I spent the rest of the day piddling at work things at my desk and napping. Not sure why but I was really sleepy. Jacob had a friend stop and play after school and before I knew it, it was time to take him to his mom's office. I came home, had a second nap, and woke up just in time to talk to Jamie who as at the airport ready to fly to Hong Kong. He knows I don't like him to go that far without my saying "Be careful" and all those other things mothers say, and tonight he said he was a bit offended that I hadn't called. Nice visit with him, while he simultaneously dealt with a Railhead BBQ person in the terminal and found to his dismay they didn't have ribs.
Had a good dinner with Kathie--lobster at Lucille's--and home. And sleepy again.

Tuesday, June 11, 2013

food and friends

Every once in a while a day away from our duties--for me, a day away from my desk--is good. I had such a day today, mixing food and friends. This morning I had breakfast with the Book Ladies, a group that meets once a month, sometimes talks about books, sometimes talks politics, too often talks about who is ill (the joys of getting older). I ate modestly as I usually do, because I knew I had a food day ahead of me.
This evening, I went to the weekly gathering of neighbors at the Old Neighborhood Grill. The cashier takes one look at me and says, "Meatloaf, green beans and wine?" and I say yes. Conversation is usually lively and fun, and tonight one couple's daughter and granddaughters--ages 3 and 4 months--were there which was fun.
But the highlight of my day was one of those memorable meals that you only have occasionally. Betty and I thought we should go see our longtime friend, Mary Lu, who has lived in assisted living in Dallas for several years. So we scooped up Mary Lu's brother and his wife, Alex and Virginia, and all went to Dallas. On the recommendation of a friend, we ate at Sevy's on Preston Road.
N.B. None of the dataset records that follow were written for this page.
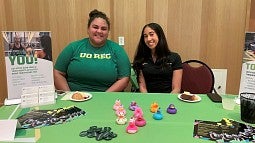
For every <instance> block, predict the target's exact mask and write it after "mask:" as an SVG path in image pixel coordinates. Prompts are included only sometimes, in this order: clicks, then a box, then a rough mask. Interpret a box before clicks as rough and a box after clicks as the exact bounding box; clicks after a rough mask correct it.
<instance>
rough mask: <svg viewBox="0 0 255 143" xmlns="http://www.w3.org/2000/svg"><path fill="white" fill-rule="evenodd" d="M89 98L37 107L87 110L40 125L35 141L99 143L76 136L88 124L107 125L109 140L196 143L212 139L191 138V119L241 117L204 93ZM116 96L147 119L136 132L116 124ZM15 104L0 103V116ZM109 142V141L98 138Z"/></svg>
mask: <svg viewBox="0 0 255 143" xmlns="http://www.w3.org/2000/svg"><path fill="white" fill-rule="evenodd" d="M91 94H92V95H93V97H92V99H90V100H88V101H85V102H73V101H69V100H68V101H64V100H59V99H60V97H59V99H58V100H57V101H56V104H54V105H45V106H40V107H39V109H56V108H62V107H68V106H72V105H75V106H77V107H79V108H81V109H82V110H84V111H86V115H85V116H81V117H79V118H76V119H74V120H72V121H71V122H66V123H64V124H59V125H52V126H46V127H42V128H40V138H39V140H38V141H37V142H38V143H48V142H51V143H69V142H70V143H71V142H72V143H78V142H89V143H93V142H98V141H96V140H95V138H87V137H83V138H82V137H79V133H80V132H81V131H83V130H87V129H88V128H89V127H90V126H93V125H96V126H99V127H105V126H109V127H111V128H112V131H113V132H115V133H117V134H118V136H117V138H114V139H113V140H111V141H110V142H115V143H144V142H149V143H152V142H158V143H162V142H185V143H192V142H194V143H199V142H211V141H206V140H202V139H197V138H194V137H193V128H194V121H195V120H196V119H198V120H206V121H220V120H221V119H222V118H230V119H233V120H236V121H238V122H242V121H241V118H240V107H239V106H238V105H236V107H235V110H232V111H229V110H225V109H223V108H222V104H221V103H214V102H212V101H211V100H210V99H209V98H208V97H207V96H206V95H199V96H200V97H201V99H202V100H201V101H200V102H197V103H188V102H183V101H181V100H179V99H178V98H177V94H158V93H157V94H156V93H155V94H142V93H129V92H116V93H106V92H91ZM116 99H120V101H121V103H122V104H123V105H124V108H125V109H126V111H127V114H126V117H127V119H130V117H131V116H132V115H133V112H132V111H130V110H129V109H128V106H129V104H130V102H131V101H136V102H137V104H138V105H139V106H140V107H141V108H142V110H143V112H144V118H145V119H146V121H147V124H146V126H144V127H140V128H139V130H138V132H137V133H135V134H128V133H126V131H125V129H126V127H127V124H126V125H117V124H116V123H115V120H116V118H117V117H116V115H115V112H114V110H113V109H112V107H113V105H114V102H115V100H116ZM153 102H157V103H158V104H159V106H160V107H161V111H162V113H163V116H164V117H163V119H162V120H154V119H153V118H152V115H153V114H152V113H151V112H150V105H151V104H152V103H153ZM171 103H172V104H174V105H175V107H176V108H177V114H168V113H166V109H167V107H168V106H169V104H171ZM15 107H16V106H3V107H1V108H0V119H8V117H9V116H10V115H11V113H12V112H13V110H14V109H15ZM29 110H30V109H28V108H25V109H21V108H20V109H18V110H17V111H16V113H15V114H14V115H13V118H17V117H18V116H20V115H22V114H24V113H26V112H27V111H29ZM34 132H35V129H26V130H24V129H23V130H20V131H17V134H16V137H29V136H31V135H34ZM101 142H109V141H104V140H103V141H101Z"/></svg>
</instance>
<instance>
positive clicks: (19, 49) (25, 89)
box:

Wonderful, interesting menu, but I had a meal I'll remember--lobster salad, which was really lobster bites on a crisp potato cake, with a creamy dill sauce, green beans and salad. I practically licked my plate, and when the waiter took it, he said, "You did very well."
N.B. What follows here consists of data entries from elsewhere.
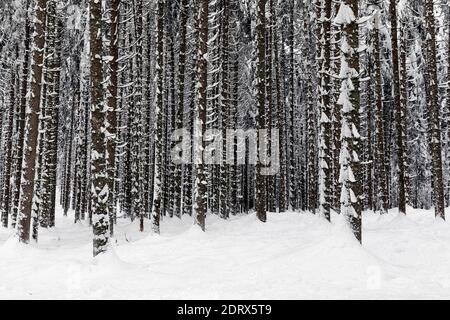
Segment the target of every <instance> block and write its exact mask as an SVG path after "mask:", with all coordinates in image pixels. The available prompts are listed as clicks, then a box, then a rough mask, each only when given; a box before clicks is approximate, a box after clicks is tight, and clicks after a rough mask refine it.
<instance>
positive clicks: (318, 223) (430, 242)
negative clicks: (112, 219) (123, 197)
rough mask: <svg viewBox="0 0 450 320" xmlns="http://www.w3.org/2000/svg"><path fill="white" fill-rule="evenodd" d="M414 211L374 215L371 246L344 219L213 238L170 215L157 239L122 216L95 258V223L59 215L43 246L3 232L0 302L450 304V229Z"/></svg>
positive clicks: (208, 216)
The restaurant was, unfortunately, a bit loud, and with five people, we weren't seated really close. I probably have the worst hearing of the bunch, and I kept fiddling with my hearing aids, trying to make it better. But then I noticed others were saying,, "Pardon me?" and "What did you say?" and at one point Alex, seated on one side of me, said to his wife, seated on the other side of me, "I can't understand a word you just said. I didn't feel so bad. I sat next to Virginia, and since she was the person I could hear best, she was stuck with me. Never did get much of a visit with Mary Lu--the whole point of the trip--but had a good visit with Alex and Virginia and enjoyed it a great deal.
As good as the fellowship all day has been, that lobster plate will stand our in my memory. Wish I'd thought to take a picture of it.